Back at five to dinner – she had put on an evening gown –
and a sort of set out dinner for me – I talked much of the Highlands etc while
the manservant was there. Afterwards drew near to each [other] and she sat on
my knee, and I did not spare kissing and pressing, she returning it as in the
morning. Yet still I was not to hope too much – she said I was infatuated –
when the novelty was over I should not feel the same – and I might not find her
a companion for me. I waived all this, fancying all her scruples were of this
On leaving the dining room we sat most lovingly on the
sofa – thought her aunt would not live six months – said she had a fancy for
Eugénie. If we were not ready for her by January, we were to allow her
something and retain her.
We were so affectionate – we let the lamp go out – long continued
(mumbling moist) kissing, I pressed her bosom – then finding no resistance and
the lamp being out – let my hand wander lower down, gently getting to queer –
still no resistance – so I whispered, surely she could care for me so little? –
yes – then gently whispered she would break my heart if she left me – she then
said I should think her very cold (how the devil could I?) and it came out: how
that her affections had been engaged to one of the best men – that they could not
be transferred so soon for he had only been dead just three months – and she
got crying. I begged a thousand pardons etc – declared it was only through ignorance
that I had ever been so sanguine etc – and thinking a scene would then come
beautifully from me, seemed in a paroxysm of stupid tho’ deeply sighing grief
and stifled tears – and declared myself hopeless – said my conduct (or rather,
my hoping) was madness and she had no longer any reason to fear my preparation
for myself – nothing but disappointment.
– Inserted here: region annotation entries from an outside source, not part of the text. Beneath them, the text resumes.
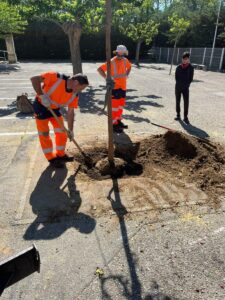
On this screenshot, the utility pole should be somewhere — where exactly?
[209,0,223,69]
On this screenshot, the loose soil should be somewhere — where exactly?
[74,131,225,200]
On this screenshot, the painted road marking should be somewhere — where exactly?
[189,227,225,246]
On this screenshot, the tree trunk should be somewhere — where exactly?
[169,39,177,75]
[105,0,114,164]
[5,34,17,64]
[62,22,82,74]
[135,40,142,66]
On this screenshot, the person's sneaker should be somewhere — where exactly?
[184,117,190,124]
[118,120,128,129]
[113,124,123,133]
[49,157,64,169]
[57,154,74,162]
[174,115,180,121]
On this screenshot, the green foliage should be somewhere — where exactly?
[168,13,190,41]
[0,1,27,37]
[114,0,159,44]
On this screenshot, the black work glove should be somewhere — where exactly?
[106,78,115,90]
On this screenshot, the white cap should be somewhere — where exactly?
[114,45,128,55]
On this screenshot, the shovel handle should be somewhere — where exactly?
[48,107,86,158]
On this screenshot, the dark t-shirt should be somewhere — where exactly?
[175,64,194,89]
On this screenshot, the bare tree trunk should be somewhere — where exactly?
[105,0,114,164]
[135,40,142,66]
[5,34,17,64]
[62,22,82,74]
[169,38,177,75]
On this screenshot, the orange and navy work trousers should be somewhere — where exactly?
[112,89,126,125]
[36,116,67,160]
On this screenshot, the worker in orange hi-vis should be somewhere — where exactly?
[31,72,89,168]
[98,45,131,133]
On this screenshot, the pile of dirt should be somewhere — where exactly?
[72,131,225,198]
[137,132,225,197]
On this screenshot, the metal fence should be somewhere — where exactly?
[151,47,225,71]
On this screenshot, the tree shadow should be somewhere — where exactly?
[100,178,172,300]
[79,86,160,123]
[123,115,151,123]
[0,101,34,119]
[137,63,166,71]
[0,63,21,74]
[179,120,210,139]
[24,166,96,240]
[125,96,164,113]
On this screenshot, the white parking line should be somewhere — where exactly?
[0,116,34,120]
[0,131,37,136]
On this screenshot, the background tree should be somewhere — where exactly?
[115,0,159,65]
[13,0,105,74]
[0,1,27,63]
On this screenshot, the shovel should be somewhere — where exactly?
[48,107,93,166]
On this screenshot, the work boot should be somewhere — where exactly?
[174,115,180,121]
[57,154,74,162]
[118,120,128,129]
[49,157,64,169]
[184,117,190,125]
[113,124,123,133]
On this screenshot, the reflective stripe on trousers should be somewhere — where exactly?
[36,116,67,160]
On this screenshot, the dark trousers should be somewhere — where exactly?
[175,88,189,118]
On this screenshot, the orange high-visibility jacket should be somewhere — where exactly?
[100,56,131,90]
[37,72,78,109]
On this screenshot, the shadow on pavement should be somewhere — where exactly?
[24,166,96,240]
[79,87,160,123]
[179,120,209,139]
[0,63,21,74]
[123,115,151,123]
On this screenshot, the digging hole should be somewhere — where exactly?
[72,131,225,197]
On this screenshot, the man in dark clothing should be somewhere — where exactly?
[175,52,194,124]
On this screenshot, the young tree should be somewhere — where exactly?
[116,0,159,66]
[168,13,190,75]
[0,1,27,63]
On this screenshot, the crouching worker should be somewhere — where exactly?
[31,72,89,168]
[98,45,131,133]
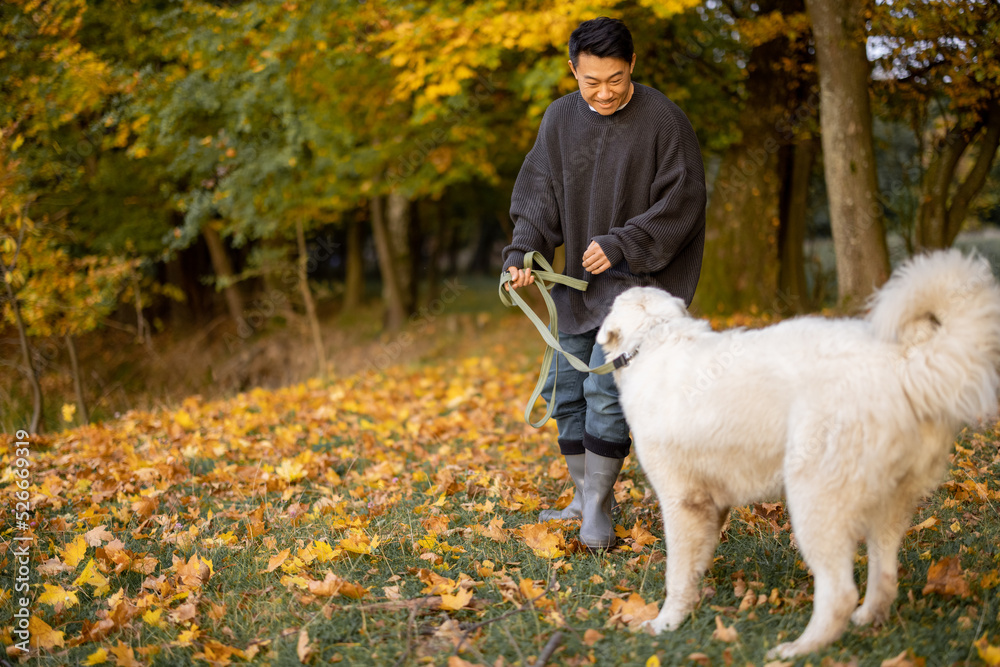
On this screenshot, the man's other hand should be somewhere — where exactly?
[583,241,611,275]
[507,266,535,292]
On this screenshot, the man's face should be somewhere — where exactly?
[569,53,635,116]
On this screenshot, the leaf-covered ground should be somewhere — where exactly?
[0,320,1000,667]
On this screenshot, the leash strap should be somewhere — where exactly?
[500,250,631,428]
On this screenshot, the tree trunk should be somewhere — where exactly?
[63,334,90,424]
[775,137,817,313]
[695,0,802,313]
[295,218,326,377]
[916,103,1000,249]
[385,192,416,315]
[806,0,889,308]
[2,276,42,433]
[371,196,406,331]
[344,215,365,312]
[0,214,43,433]
[201,223,243,326]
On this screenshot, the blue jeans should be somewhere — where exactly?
[542,329,632,459]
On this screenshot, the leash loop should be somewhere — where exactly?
[499,250,635,428]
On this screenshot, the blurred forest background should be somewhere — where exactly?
[0,0,1000,431]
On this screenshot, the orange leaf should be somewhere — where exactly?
[610,593,659,628]
[923,556,969,598]
[712,616,740,643]
[265,549,291,572]
[440,588,472,611]
[521,523,566,559]
[28,616,66,649]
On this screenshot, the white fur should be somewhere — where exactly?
[597,251,1000,657]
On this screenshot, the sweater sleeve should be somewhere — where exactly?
[503,118,563,271]
[593,110,706,273]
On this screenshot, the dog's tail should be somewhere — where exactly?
[868,250,1000,423]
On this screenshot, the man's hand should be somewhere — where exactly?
[506,266,535,292]
[583,241,611,276]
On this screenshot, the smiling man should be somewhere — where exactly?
[503,17,705,548]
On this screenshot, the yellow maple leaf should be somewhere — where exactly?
[521,523,566,559]
[264,549,291,572]
[610,593,658,628]
[629,521,660,548]
[28,616,66,649]
[73,558,111,596]
[82,648,108,665]
[38,584,80,607]
[440,588,472,611]
[274,459,306,484]
[309,541,334,563]
[111,639,142,667]
[174,624,201,646]
[174,410,196,431]
[712,616,740,643]
[142,607,167,628]
[337,530,381,554]
[923,556,970,598]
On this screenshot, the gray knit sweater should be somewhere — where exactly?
[503,83,705,333]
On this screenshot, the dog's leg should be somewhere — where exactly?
[645,490,728,634]
[768,494,858,658]
[851,489,913,625]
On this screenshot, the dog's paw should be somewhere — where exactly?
[639,609,687,635]
[851,605,888,625]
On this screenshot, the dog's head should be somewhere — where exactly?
[597,287,688,359]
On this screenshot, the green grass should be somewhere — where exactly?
[0,300,1000,667]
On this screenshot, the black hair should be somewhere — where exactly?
[569,16,635,67]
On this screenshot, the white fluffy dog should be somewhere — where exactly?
[597,251,1000,657]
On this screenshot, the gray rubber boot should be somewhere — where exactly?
[580,451,625,549]
[538,454,587,521]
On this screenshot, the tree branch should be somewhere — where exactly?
[946,101,1000,245]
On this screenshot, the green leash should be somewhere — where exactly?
[500,250,635,428]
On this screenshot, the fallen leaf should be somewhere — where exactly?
[712,616,740,643]
[295,628,316,665]
[880,651,924,667]
[83,648,108,665]
[264,549,291,572]
[59,535,87,568]
[923,556,969,598]
[28,616,66,649]
[440,588,472,611]
[975,635,1000,667]
[73,558,111,596]
[37,584,80,613]
[521,523,566,559]
[111,639,142,667]
[608,593,659,628]
[83,524,115,547]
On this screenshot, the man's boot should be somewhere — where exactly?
[580,450,625,549]
[538,454,587,521]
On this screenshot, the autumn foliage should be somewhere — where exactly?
[0,318,1000,665]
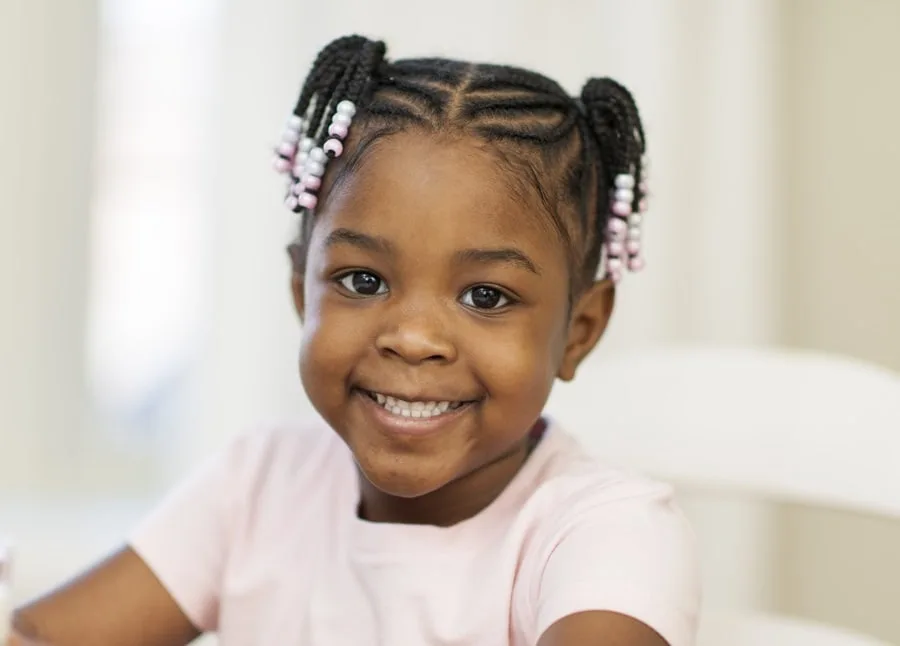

All this as very prettily done.
I however promised to see her tomorrow and we parted in
all the pathos due to the occasion. I said little as I returned to poor John –
musing on the curious scene of today. ‘Cold’, thought I, no sign of that – more
likely she will try what I can do for her before giving the answer, and I don’t
think I can do enough. She had said that if she once made up her mind, she
thought herself as much as married to me for life. Well, I may try her – or rather
let her try me – and go what lengths the first night I sleep there. She certainly
gulled me in that I never dreamt of her being the passionate little person I
find her, spite of her calling herself ‘cold’. Certainly, I should never have ventured
such lengths just yet without all the encouragement she gave me. I shall now
turn to sentimentally melancholy and put on all the air of romantic
hopelessness. If I do this well, I may turn her to pity or fight off, I see,
good. I scarce know what to make of her. Is she maddish? I must mind what I say
to her – be cautious.
Speaking of Miss Sophia Greenup – said Miss Duffin said ‘now
kiss Sophia, love’ – and mentioned that I was to have brought her home, but her
mother luckily did not like her being under obligation to me. Merely said it
was Miss Hobart – now Lady Vere Cameron – I had with me at Hastings.
Hang it, this queer girl puzzles me. She told me this
morning of the weakness in her back for which she uses Mr Day’s ointment – it was
from making her walk too soon when an infant. I think a little spice of
matrimony would do her good.
Miss W- much troubled with anonymous letters – said she
would get rid of all troubles of cousins or letters when with me. She seemed quite
persuaded of this – I wonder what she will say to me tomorrow.